Our official blog post simplifies the last bullet point to “new servers”, which certainly play a big role, but we’ve made a lot of changes behind the scenes over the past few weeks that have made things extra awesome.
- New servers. Our core infrastructure is on dedicated hardware, much of which was roughly 3 years old. Faster disks, more and faster CPUs, and a lot more RAM go a long way.
- We setup a second datacenter. The new location is only 15 minutes away in Tukwila, so this doesn’t save us from the west coast falling into the ocean, it does guard us from any disasters occurring at the Westin Building. Geographic diversity would have been nice, but our existing hosting provider runs both facilities, so this was easiest.
- We moved our DNS hosting into the cloud. I’ve always been reluctant on this one, having working intimately with DNS for a long time, and not wanting to spend the money, but the folks over at Dynect have been great, and their performance and ease of management are killer.
- PostgreSQL 9.0! Having come from several big MySQL installs, I’ve been frustrated for years at the lack of built-in replication in Postgres. Well, they finally added it, and so far, rock solid (and well designed).
- MongoDB 1.6 For the good reason that things were working fine, we’ve been on MongoDB 1.2 since we started with it last year. There are lots of niceties here that we’re just starting to take advantage of.
- Chef. We’ve been using puppet for provisioning boxes since before I started, and lets just say it has a lot of quirks. Opscode did an awesome job with Chef, it’s clean, powerful, and super easy to get started with when using their hosted platform.
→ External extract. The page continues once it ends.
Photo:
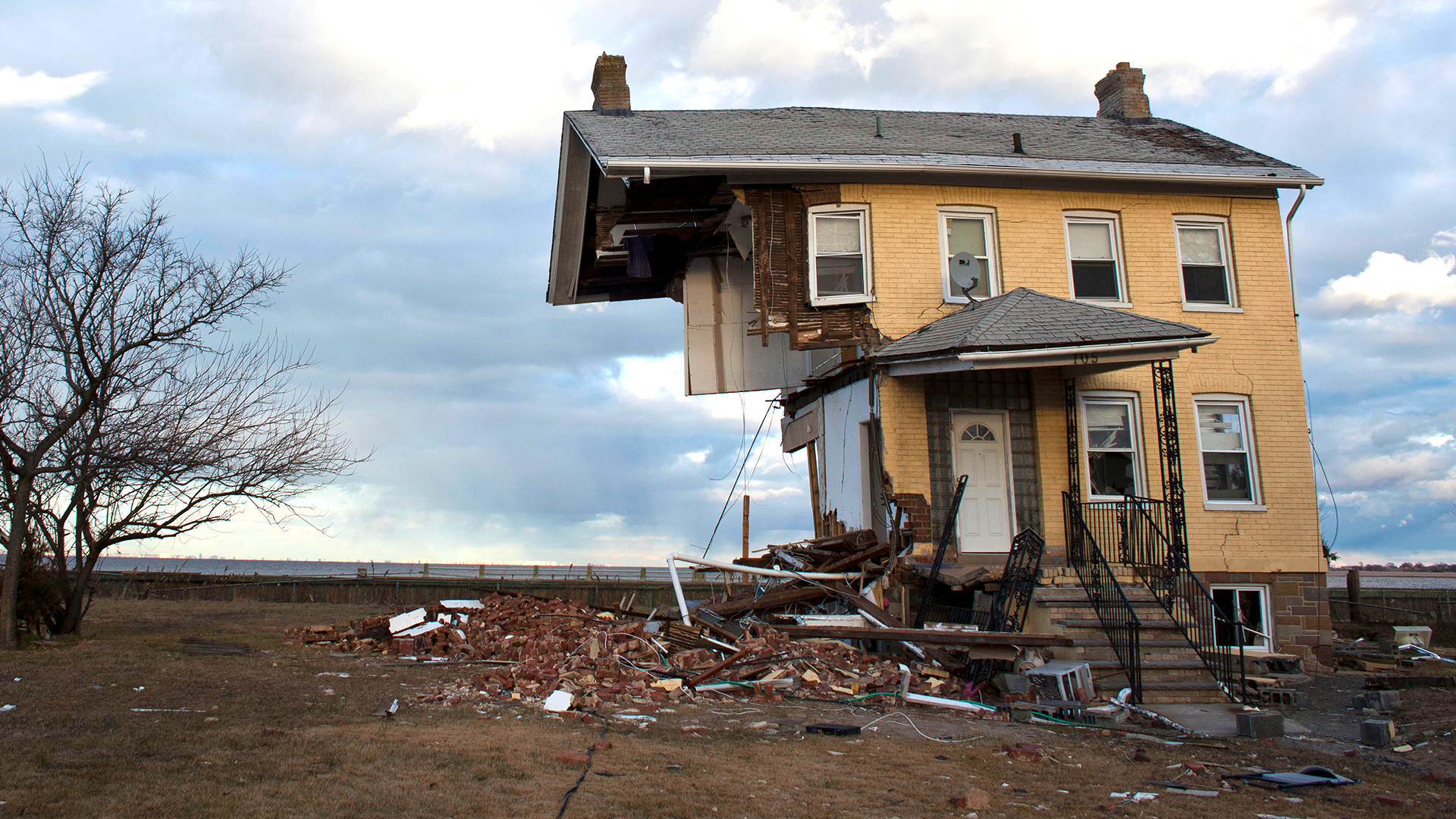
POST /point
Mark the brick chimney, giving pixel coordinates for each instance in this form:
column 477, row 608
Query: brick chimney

- Unicorn (and rewriting our Capistrano recipes). In two words: hot deploys. In three words: cap production deploy.
- Last but not least, optimizing code. While we strive to write things well the first time, it’s nice to commit time to profiling. There were a lot of things that worked just fine when we had less traffic and less data that we were able to rewrite and significantly improve upon given our current situation.
We’re still working through some kinks, and there’s plenty more we can do in the future, but overall, things are looking really good. For now, we’re back to building new features and improving experiences, and have some great stuff coming soon, so if you’re looking to advertise your piano lessons or find a guitar teacher, come check us out.
p.s. All of our devs rock, but swindsor really kicked butt working on this project with me. We don’t have a dedicated systems/IT person, and both of us would much rather be writing software than working on this stuff, but I’m glad we took the time to focus on it for a bit and position ourselves well for continued growth.